Comment that line out and the next module in the list of modules in the httpd.conf gives the same error.

I am trying to determine is this is somehow related to the ssl certificate or not.  However, I don't suspect that it is, but at the same time it is becoming a huge issue as we attempt to get apache back up.

Searches on google don't offer as much either on this error.  So we are looking for all the error logs to see if we can find more information.

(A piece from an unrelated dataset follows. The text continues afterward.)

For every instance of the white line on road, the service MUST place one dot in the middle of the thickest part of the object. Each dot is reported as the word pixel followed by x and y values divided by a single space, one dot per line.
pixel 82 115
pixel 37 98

Thanks again for all the assistance you have provided.

Brian


----------



## kpa (Apr 26, 2011)

/usr/apache2/modules is not a standard directory on FreeBSD for apache modules, the directory should be /usr/local/libexec/apache22, how was the apache2 server installed in the first place?


----------



## bgrantham (Apr 26, 2011)

Thanks kpa for getting back to me.  As for the setup on this server I can't really answer your question as this box has been running for a long time and the people that set it up have long been gone.  I have inherited this box and while things may not be in the correct place it is what I have unfortunately.  

We did get Apache back up on another server reboot.  But the 20 or so reboots prior to this did not get it back up.  Not sure what happened, but we will begin the process to find out.  We will also be planning to move the applications off this box and onto a newer cleaner install.

Thanks again for your quick responses.

Best regards,

Brian


----------